Литмир - Электронная Библиотека
A
A

Я быстро оделся, и мы поехали в нагорную часть города, на улицу Мустафа Субхи.

Марка, страшно, до голубизны, бледный, лежал на своей кровати с закрытыми глазами. Захотелось крикнуть: «Марка, проснись!.. Что еще за выходка… Перестань, нельзя же так…»

Доктор Ефим Исаакович сидел у стола и плакал. Люба, всхлипывая, накапала в чашку с водой какие-то капли, поднесла доктору. Тот отпил из чашки. Прерывающимся голосом сказал, что «Марочка рано проснулся, ему было холодно… Я говорю — надень мамины чулки…» А мама, Александра Евсеевна, за день до этого упала, сломала ногу, ее увезли в больницу, сам Ефим Исаакович наложил на перелом гипсовую повязку. В это ужасное утро он и Марка были дома вдвоем.
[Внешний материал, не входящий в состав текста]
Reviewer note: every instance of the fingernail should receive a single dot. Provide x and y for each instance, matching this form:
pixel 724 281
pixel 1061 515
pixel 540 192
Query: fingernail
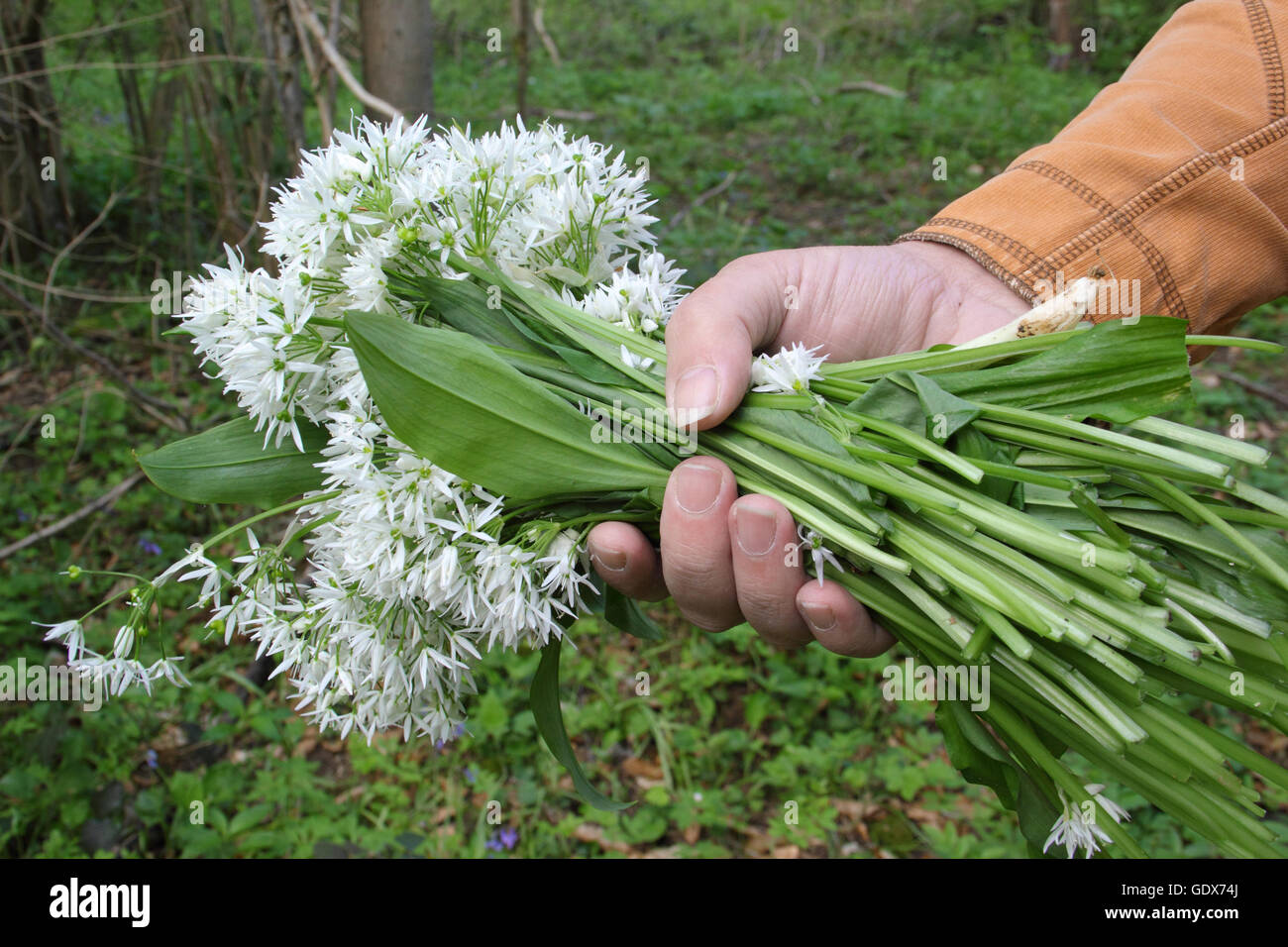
pixel 612 560
pixel 756 530
pixel 695 395
pixel 696 487
pixel 819 617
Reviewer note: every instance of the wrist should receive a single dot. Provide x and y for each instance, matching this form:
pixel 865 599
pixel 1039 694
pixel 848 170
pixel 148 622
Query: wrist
pixel 971 299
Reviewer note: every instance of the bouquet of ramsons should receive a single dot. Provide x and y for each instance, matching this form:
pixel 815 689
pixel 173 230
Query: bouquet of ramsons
pixel 458 369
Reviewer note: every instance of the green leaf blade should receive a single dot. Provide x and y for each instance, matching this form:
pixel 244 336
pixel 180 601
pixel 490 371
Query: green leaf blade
pixel 231 464
pixel 456 402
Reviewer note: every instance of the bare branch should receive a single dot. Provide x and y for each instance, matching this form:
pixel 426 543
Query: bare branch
pixel 101 502
pixel 310 20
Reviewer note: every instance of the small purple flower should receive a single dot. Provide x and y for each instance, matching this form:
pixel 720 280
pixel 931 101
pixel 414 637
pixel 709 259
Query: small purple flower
pixel 505 840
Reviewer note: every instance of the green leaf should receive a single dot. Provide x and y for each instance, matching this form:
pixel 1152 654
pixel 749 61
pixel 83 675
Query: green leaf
pixel 454 401
pixel 975 753
pixel 622 612
pixel 917 403
pixel 549 716
pixel 1140 369
pixel 231 464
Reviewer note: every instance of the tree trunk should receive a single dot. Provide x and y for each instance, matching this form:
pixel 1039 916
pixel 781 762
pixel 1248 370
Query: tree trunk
pixel 1061 34
pixel 34 210
pixel 398 53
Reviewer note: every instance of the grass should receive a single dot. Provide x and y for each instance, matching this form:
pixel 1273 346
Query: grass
pixel 725 746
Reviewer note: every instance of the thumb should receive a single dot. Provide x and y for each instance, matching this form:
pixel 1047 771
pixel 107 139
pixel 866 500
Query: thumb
pixel 716 329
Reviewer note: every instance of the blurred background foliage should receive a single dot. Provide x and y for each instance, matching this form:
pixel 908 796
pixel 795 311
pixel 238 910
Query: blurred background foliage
pixel 162 154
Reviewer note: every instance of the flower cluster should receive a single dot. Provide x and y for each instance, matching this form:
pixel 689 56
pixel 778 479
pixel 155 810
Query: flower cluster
pixel 787 371
pixel 410 574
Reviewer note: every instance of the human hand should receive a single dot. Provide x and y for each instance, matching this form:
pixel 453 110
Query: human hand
pixel 722 556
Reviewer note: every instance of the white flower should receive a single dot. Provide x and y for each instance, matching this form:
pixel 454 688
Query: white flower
pixel 124 642
pixel 819 553
pixel 1077 828
pixel 69 634
pixel 789 371
pixel 406 579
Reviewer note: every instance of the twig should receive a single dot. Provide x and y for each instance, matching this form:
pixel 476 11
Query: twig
pixel 62 254
pixel 154 406
pixel 310 20
pixel 698 201
pixel 101 502
pixel 84 295
pixel 1254 386
pixel 868 85
pixel 539 22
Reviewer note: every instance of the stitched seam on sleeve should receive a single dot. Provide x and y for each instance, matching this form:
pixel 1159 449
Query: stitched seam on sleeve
pixel 980 257
pixel 1263 35
pixel 1017 249
pixel 1162 274
pixel 1190 171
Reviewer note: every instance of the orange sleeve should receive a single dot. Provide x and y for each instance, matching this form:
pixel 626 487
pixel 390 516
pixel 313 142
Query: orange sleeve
pixel 1175 175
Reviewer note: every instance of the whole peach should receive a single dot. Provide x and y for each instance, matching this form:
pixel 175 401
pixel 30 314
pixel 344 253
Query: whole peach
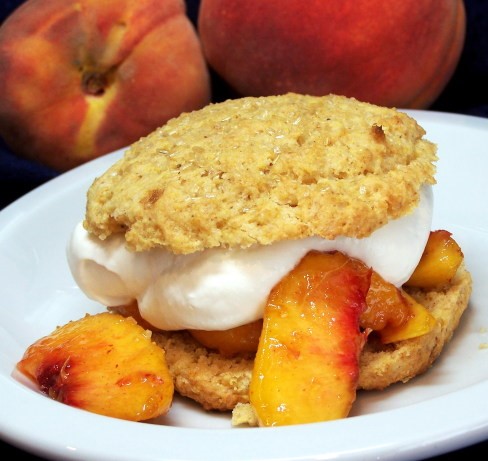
pixel 83 78
pixel 399 53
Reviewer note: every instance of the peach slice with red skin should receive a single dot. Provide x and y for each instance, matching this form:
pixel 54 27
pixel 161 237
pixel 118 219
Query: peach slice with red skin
pixel 307 365
pixel 103 363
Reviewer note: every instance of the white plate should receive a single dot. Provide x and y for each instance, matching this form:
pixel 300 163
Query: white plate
pixel 445 409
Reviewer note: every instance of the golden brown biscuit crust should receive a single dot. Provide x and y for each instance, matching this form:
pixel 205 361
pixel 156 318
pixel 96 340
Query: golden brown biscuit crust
pixel 260 170
pixel 221 383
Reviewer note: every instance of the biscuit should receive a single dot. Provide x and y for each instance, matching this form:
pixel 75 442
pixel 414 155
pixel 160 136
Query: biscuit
pixel 220 383
pixel 260 170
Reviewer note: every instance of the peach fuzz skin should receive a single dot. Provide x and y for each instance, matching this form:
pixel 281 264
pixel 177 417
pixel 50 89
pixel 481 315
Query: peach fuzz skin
pixel 81 79
pixel 395 54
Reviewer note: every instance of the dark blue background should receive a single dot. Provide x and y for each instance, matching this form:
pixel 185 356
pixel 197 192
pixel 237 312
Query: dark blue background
pixel 467 93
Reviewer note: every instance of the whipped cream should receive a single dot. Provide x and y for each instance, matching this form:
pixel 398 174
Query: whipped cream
pixel 217 289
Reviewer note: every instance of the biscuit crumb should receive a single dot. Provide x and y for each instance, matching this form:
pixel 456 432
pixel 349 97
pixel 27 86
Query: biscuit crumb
pixel 244 415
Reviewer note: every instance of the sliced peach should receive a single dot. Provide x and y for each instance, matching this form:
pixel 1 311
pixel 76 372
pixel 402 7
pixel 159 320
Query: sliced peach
pixel 385 305
pixel 103 363
pixel 241 339
pixel 306 368
pixel 439 263
pixel 419 322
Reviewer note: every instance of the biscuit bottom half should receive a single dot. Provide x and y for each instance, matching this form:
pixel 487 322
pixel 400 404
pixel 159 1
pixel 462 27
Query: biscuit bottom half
pixel 220 383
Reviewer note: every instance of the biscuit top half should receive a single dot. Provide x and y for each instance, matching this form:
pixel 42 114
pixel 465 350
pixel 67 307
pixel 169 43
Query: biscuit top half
pixel 261 170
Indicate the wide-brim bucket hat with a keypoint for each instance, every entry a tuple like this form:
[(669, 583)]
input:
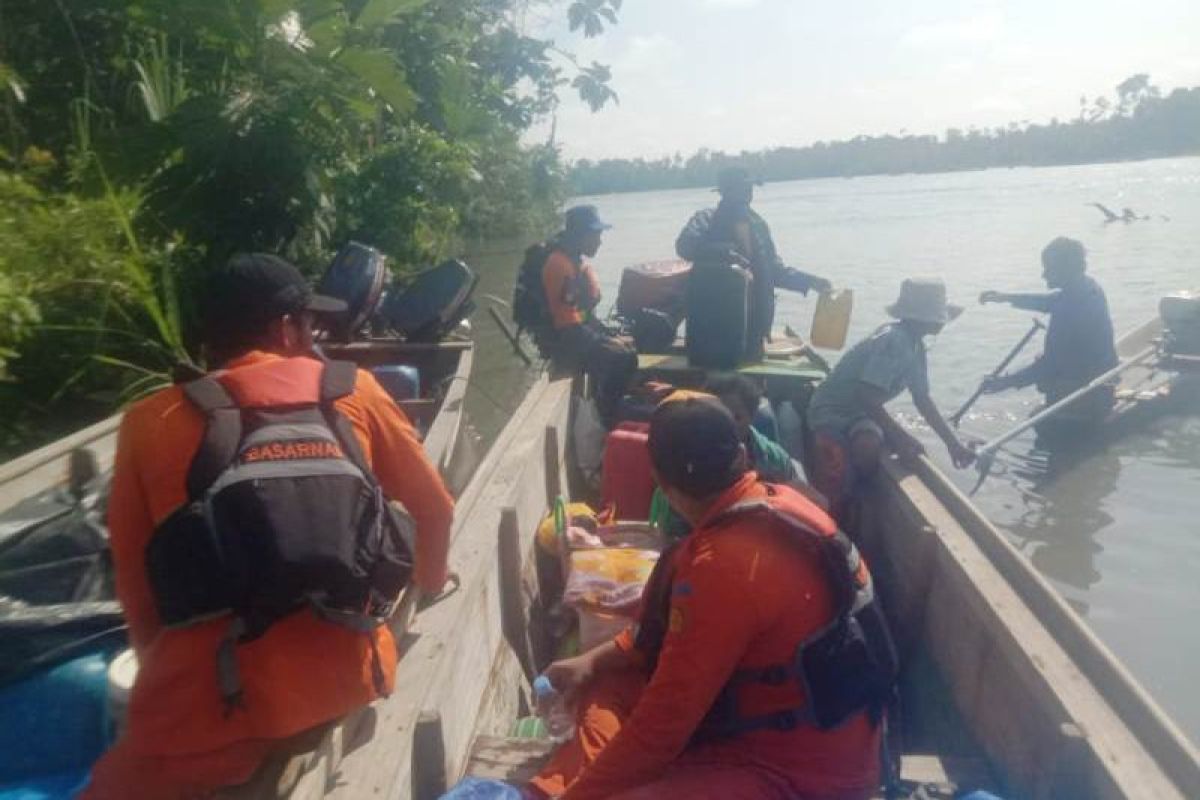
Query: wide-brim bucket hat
[(923, 300)]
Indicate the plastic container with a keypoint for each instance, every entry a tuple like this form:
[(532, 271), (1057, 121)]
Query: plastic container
[(831, 322), (625, 479), (402, 382), (121, 673), (552, 709), (54, 722)]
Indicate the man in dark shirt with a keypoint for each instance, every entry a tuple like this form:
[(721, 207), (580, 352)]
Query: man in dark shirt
[(732, 234), (1079, 342)]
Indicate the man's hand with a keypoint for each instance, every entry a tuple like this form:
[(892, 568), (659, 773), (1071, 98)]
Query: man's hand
[(569, 675), (822, 286), (960, 456), (737, 258)]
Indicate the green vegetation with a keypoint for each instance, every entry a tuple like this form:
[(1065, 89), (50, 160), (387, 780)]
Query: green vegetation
[(143, 142), (1140, 122)]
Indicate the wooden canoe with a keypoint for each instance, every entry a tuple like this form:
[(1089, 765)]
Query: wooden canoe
[(445, 370), (1001, 674)]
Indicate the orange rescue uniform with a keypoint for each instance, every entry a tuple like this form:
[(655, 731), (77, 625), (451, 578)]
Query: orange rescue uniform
[(743, 596), (570, 289), (303, 672)]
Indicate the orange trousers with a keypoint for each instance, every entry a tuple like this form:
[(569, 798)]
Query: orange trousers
[(603, 709), (123, 774)]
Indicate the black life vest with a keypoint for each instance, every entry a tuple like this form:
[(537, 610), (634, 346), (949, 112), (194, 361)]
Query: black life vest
[(282, 515), (846, 667), (531, 311)]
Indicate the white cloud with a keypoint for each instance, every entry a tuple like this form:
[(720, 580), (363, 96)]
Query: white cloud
[(1006, 103), (648, 54), (983, 26)]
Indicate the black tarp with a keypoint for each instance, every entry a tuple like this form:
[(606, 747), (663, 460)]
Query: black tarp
[(57, 597)]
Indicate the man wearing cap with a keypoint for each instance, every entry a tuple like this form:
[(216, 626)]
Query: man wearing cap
[(1079, 343), (571, 295), (847, 419), (669, 708), (733, 234), (180, 739)]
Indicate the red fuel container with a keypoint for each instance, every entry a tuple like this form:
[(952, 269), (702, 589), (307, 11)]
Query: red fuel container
[(625, 477)]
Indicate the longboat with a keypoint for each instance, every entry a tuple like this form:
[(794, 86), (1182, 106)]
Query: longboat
[(1003, 687), (63, 483), (444, 367)]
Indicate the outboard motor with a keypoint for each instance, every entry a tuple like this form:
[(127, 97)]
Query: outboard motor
[(426, 308), (1181, 323), (355, 276)]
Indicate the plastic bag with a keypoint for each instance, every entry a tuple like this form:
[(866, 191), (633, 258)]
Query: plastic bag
[(57, 596), (609, 579), (479, 788)]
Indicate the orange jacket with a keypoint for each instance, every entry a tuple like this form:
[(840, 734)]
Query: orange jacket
[(570, 289), (743, 596), (303, 671)]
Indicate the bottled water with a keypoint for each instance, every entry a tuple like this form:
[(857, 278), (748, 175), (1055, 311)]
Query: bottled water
[(552, 709)]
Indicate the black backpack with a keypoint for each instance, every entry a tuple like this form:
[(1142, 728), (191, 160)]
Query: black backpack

Доктор дал Марке шерстяные чулки и вышел в галерею — чайник на газ поставить. А когда вернулся в спальню, Марка падал с коротким вскриком, из его пальцев выпал шприц. Отец подхватил Марку, уложил на постель, кинулся к своей аптечке… набрал в шприц камфару и сделал инъекцию прямо в сердце… Но сердце Марки уже не билось…

Доктор сидел, уронив сильные руки хирурга, и плакал.

Он не досказал, что же произошло. Люба досказала. Когда отец вышел из спальни, Марка живо достал из «загашника» ампулу морфия и шприц и сделал себе укол в руку. Он торопился… пузырек воздуха запер кровоток…

Привезли из больницы рыдающую Александру Евсеевну. Кровати сдвинули, на одной лежала она, на другой Марка… Она держала его холодную руку, которую уже не могла отогреть…

Марка, Марка… жизнерадостный, толстый, веселый губошлеп… общий любимец в школьные годы… автор «Милых гадов» и «Трактата о пошлости»… знаток международной политики и непременный чтец книжных новинок… По уму, по способностям ему была предопределена будущность большая, значительная. Что же сдвинулось там, в небесах, где прядут наши судьбы? Чем объяснить, как понять, что жизнь у него получилась столь нескладная и так рано, в тридцать пять лет, трагически оборвалась?..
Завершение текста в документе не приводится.